Refining the neo-con concession speech

The neo-con grip on America's foreign policy continues to weaken. The most recent evidence: a Weekly Standard article by former Rumsfeld advisor David Schenker, who is now a senior fellow at WINEP (Washington institute for Near East Policy), whose Board of Advisors included Richard Perle and Paul Wolfowitz. In it, he expresses frustration with Syria's ability to "run the U.S. table", serving as an obstacle to the neo-cons' grand designs for the Middle East.
"To be sure, the administration has tried to ratchet up pressure. But its policy has suffered from inconsistency, even ambivalence...After years of threats and condemnations, what has Washington really accomplished with regard to Damascus? Precious little.

Despite the administration's rhetorical campaign against Syria, Washington is in no rush to up the ante with Damascus...the sad reality is that with just over 900 days to go and attention focused on Iran, Iraq, and Hamas, the clock is running out..."
Schenker's article basically admits to the neo-cons' political base: Look guys, we've bitten off more than we can chew, and sorry, but our plan to change the whole Middle East is just not realistic. Some of his colleagues will be furious at such a revelation. This is a proto-concession speech.

Well, the neo-con plot was never realistic to begin with. As the Bush Administration's policies, shaped by this misguided vision, continue to play out in the Middle East, we should definitely expect more such frustration expressed, and continued infighting from within the neo-con ranks.

But the Presidential Primary season of 2008 is the time for true conservatives to tear down the scaffolding that the neo-cons have built around the GOP's "big tent". These idealogues need to find a new home. A recent LA Times article says:

"This new crop of liberal hawks calls for expanding the existing war against terrorism, beefing up the military and promoting democracy around the globe.

...as the crusading Republican neoconservatism espoused by Weekly Standard Editor William Kristol and others lies in the smoking rubble of Baghdad, a new generation of Democrats wants to dust off and rehabilitate those traditional Democratic principles, which they believe were hijacked by the Bush administration.
The new Democratic hawks, like the old neoconservatives of the 1970s, represent an insurgency, a direct challenge to the establishment."
It's time to let Lieberman and Clinton and Obama and Feinstein and those liberal hacks deal with the neo-cons. Good luck. The GOP has had enough of their ideology.


Anonymous said...

The Democrats will have a hard time accepting the neoconservatives back into thier ranks. The neocons all left the Dem. Party in the 70s and became supporters of Reagan because he was the only one advocating for a strong military and would not accept anything less than U.S. victory in the Cold War. Today's national Democratic Party is dominated by the hard left. They are anti-war, anti-military, and at times, anti-American. The days of Truman, JFK, and Scoop Jackson have long passed. Sen. Lieberman is about the only neoconservative voice left on the Democratic side in Washington.
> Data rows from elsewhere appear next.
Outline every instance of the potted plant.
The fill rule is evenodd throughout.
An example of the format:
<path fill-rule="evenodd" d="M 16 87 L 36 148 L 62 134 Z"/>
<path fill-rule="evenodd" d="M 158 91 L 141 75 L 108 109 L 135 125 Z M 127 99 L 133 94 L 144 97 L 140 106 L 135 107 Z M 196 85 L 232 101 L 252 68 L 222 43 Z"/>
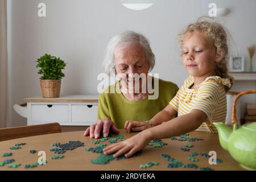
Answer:
<path fill-rule="evenodd" d="M 45 54 L 38 59 L 36 68 L 41 69 L 38 72 L 43 75 L 40 78 L 41 89 L 44 98 L 57 98 L 60 97 L 61 78 L 65 76 L 62 69 L 67 63 L 60 57 Z"/>

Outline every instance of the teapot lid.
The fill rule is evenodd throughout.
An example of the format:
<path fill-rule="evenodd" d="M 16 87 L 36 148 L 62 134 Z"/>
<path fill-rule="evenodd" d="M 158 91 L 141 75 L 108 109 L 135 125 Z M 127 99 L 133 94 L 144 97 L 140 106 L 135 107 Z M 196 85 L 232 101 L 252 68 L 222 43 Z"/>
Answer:
<path fill-rule="evenodd" d="M 256 131 L 256 122 L 254 122 L 250 124 L 243 125 L 243 127 L 246 130 L 250 130 Z"/>

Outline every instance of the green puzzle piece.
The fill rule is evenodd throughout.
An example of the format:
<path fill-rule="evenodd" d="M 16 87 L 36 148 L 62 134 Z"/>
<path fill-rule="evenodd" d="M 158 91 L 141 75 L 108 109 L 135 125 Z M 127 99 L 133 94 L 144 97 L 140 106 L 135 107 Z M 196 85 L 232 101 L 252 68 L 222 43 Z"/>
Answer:
<path fill-rule="evenodd" d="M 10 165 L 8 165 L 8 167 L 10 168 L 16 168 L 19 166 L 20 166 L 20 164 L 11 164 Z"/>

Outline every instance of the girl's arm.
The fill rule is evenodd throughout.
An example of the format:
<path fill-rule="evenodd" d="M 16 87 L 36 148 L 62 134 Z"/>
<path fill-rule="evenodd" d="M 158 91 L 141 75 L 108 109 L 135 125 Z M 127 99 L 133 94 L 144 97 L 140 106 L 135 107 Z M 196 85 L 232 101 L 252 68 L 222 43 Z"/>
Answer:
<path fill-rule="evenodd" d="M 174 118 L 155 127 L 144 130 L 125 141 L 110 145 L 104 149 L 106 155 L 115 153 L 115 158 L 125 154 L 129 158 L 143 148 L 152 139 L 177 136 L 197 129 L 207 118 L 199 110 Z"/>
<path fill-rule="evenodd" d="M 169 104 L 166 108 L 156 114 L 150 122 L 154 126 L 157 126 L 164 122 L 171 120 L 177 114 L 177 111 Z"/>
<path fill-rule="evenodd" d="M 207 118 L 203 111 L 195 109 L 189 114 L 145 130 L 144 133 L 149 136 L 150 140 L 177 136 L 197 129 Z"/>
<path fill-rule="evenodd" d="M 169 104 L 164 109 L 155 115 L 150 119 L 150 122 L 153 126 L 157 126 L 163 122 L 171 119 L 177 111 Z M 150 123 L 144 122 L 127 121 L 125 122 L 124 129 L 127 132 L 131 131 L 139 131 L 151 127 Z"/>

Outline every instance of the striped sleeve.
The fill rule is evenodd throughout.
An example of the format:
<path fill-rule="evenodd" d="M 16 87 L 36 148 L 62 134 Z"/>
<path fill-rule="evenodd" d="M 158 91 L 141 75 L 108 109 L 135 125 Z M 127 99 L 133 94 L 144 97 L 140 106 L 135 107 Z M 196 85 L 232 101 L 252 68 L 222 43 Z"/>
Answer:
<path fill-rule="evenodd" d="M 180 100 L 180 95 L 181 94 L 181 89 L 179 89 L 177 92 L 175 97 L 170 102 L 170 105 L 177 112 L 179 110 L 179 101 Z"/>
<path fill-rule="evenodd" d="M 111 119 L 108 105 L 104 97 L 104 93 L 102 93 L 98 98 L 98 105 L 97 113 L 97 118 L 98 120 L 106 118 Z"/>
<path fill-rule="evenodd" d="M 213 117 L 217 109 L 220 97 L 219 84 L 208 81 L 200 87 L 197 100 L 192 109 L 200 110 L 207 115 L 209 121 L 213 122 Z"/>
<path fill-rule="evenodd" d="M 184 90 L 185 90 L 185 88 L 188 87 L 188 86 L 191 84 L 191 77 L 188 77 L 184 82 L 183 85 L 182 85 L 181 88 L 178 90 L 177 94 L 175 97 L 174 97 L 172 100 L 170 102 L 170 105 L 177 112 L 179 110 L 179 102 L 180 100 L 180 97 L 182 95 Z"/>

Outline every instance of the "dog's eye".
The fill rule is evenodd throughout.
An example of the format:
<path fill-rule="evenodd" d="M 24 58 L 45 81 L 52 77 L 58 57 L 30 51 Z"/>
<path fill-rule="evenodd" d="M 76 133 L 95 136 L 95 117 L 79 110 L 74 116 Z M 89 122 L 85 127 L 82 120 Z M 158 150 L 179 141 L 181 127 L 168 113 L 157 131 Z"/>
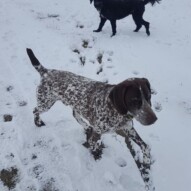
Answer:
<path fill-rule="evenodd" d="M 131 100 L 131 104 L 130 104 L 130 105 L 133 106 L 133 107 L 140 108 L 141 105 L 142 105 L 142 101 L 141 101 L 140 99 L 133 98 L 133 99 Z"/>

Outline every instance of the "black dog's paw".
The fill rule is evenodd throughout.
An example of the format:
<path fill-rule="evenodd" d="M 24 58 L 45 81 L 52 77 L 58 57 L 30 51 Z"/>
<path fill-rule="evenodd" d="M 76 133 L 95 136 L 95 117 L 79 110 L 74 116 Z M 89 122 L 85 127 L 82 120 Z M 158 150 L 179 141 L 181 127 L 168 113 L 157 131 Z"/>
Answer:
<path fill-rule="evenodd" d="M 95 160 L 100 160 L 101 159 L 101 156 L 102 156 L 102 152 L 103 150 L 102 149 L 96 149 L 94 151 L 91 151 L 93 157 Z"/>
<path fill-rule="evenodd" d="M 90 144 L 88 142 L 85 142 L 82 144 L 85 148 L 89 149 L 90 148 Z"/>
<path fill-rule="evenodd" d="M 116 33 L 113 33 L 112 35 L 111 35 L 111 37 L 113 37 L 113 36 L 115 36 L 116 35 Z"/>
<path fill-rule="evenodd" d="M 101 143 L 96 149 L 91 150 L 91 153 L 95 160 L 101 159 L 104 148 L 105 148 L 104 144 Z"/>
<path fill-rule="evenodd" d="M 148 36 L 150 36 L 150 34 L 151 34 L 149 30 L 147 30 L 146 33 Z"/>
<path fill-rule="evenodd" d="M 42 126 L 45 126 L 45 123 L 40 120 L 40 121 L 35 121 L 35 125 L 36 125 L 37 127 L 42 127 Z"/>
<path fill-rule="evenodd" d="M 100 30 L 100 29 L 97 29 L 97 30 L 93 30 L 93 32 L 101 32 L 101 30 Z"/>

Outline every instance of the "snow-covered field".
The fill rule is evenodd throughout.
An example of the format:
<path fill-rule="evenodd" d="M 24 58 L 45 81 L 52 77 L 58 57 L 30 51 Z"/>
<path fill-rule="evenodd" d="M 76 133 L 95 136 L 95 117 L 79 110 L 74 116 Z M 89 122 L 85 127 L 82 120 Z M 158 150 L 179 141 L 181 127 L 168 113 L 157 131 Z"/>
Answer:
<path fill-rule="evenodd" d="M 144 28 L 134 33 L 131 16 L 93 33 L 99 15 L 89 0 L 0 1 L 0 172 L 16 169 L 14 191 L 143 191 L 124 140 L 103 136 L 102 159 L 82 146 L 83 128 L 70 107 L 56 103 L 33 122 L 40 76 L 26 48 L 47 68 L 119 83 L 146 77 L 155 92 L 158 121 L 135 128 L 152 148 L 156 191 L 191 190 L 191 2 L 163 0 L 146 6 Z M 102 55 L 102 63 L 97 58 Z M 85 63 L 84 63 L 85 62 Z M 4 115 L 13 116 L 4 122 Z M 0 191 L 8 188 L 0 181 Z"/>

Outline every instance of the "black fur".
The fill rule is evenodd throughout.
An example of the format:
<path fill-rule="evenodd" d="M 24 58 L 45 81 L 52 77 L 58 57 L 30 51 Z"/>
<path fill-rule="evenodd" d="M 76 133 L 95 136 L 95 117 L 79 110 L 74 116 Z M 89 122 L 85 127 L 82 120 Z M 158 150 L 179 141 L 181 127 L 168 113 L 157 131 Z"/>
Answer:
<path fill-rule="evenodd" d="M 90 3 L 94 1 L 94 6 L 100 13 L 100 24 L 97 30 L 94 32 L 102 31 L 102 28 L 107 20 L 110 21 L 112 27 L 112 36 L 116 34 L 116 20 L 123 19 L 128 15 L 132 15 L 136 24 L 134 32 L 138 32 L 142 25 L 146 29 L 146 33 L 149 36 L 150 23 L 143 19 L 145 11 L 145 5 L 150 3 L 154 5 L 161 0 L 90 0 Z"/>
It will be interesting to see what happens in 08.

George Ajjan said...

I disagree, anonymous. The centerpiece of what we call "neoconservatism" in 2006 concerns the Middle East, and America's high-stakes role there. Plenty of Democrats will have plenty to say about that.

Bill Clinton is a not-so-closeted neo-con at times. Just wait and see.

But I do agree that 2008 primaries on either side may end up being referenda on this ideology. It's time that America had some healthy debate on the impact.

norman said...

Good job George,because the neoconserv have no idiology and loyalty to one party but they have loyalty to Israel i will not be surprised if they jumped ship and joined the Democratic party when they win the election.

Anonymous said...

George, my only goal in the first comment was to point out that:

Today, those same neocons from the 70s (Richard Perle, Irving & William Kristol, Norman Podhoretz, Paul Wolfowitz, etc.) view Islamic Fundamentalism in the exact same context as they did Totalitarian Communism – an evil that must be faced head on.

Neocons backed Reagan out of a shared commitment to beefing up the military. It was a political marriage of convenience, nothing more. Throughout the 90s, the neocons returned to their Democratic roots, were in Bill Clinton’s corner, and had his ear on several occasions – like the 1998 passage of the Iraqi Liberation Act and what to do in the Balkans. Not one neocon backed Bush in 2000, because he came out against nation building. It was only after September 11th that Bush welcomed the neocon vision into his administration.

It is important to remember that Neoconservatives are foreign policy hawks whose interest lies primarily in foreign affairs, not domestic, so they will ally themselves with whoever will promote their goals. The only question that remains is whether the Democrats will allow such views back within their party as we approach 2008.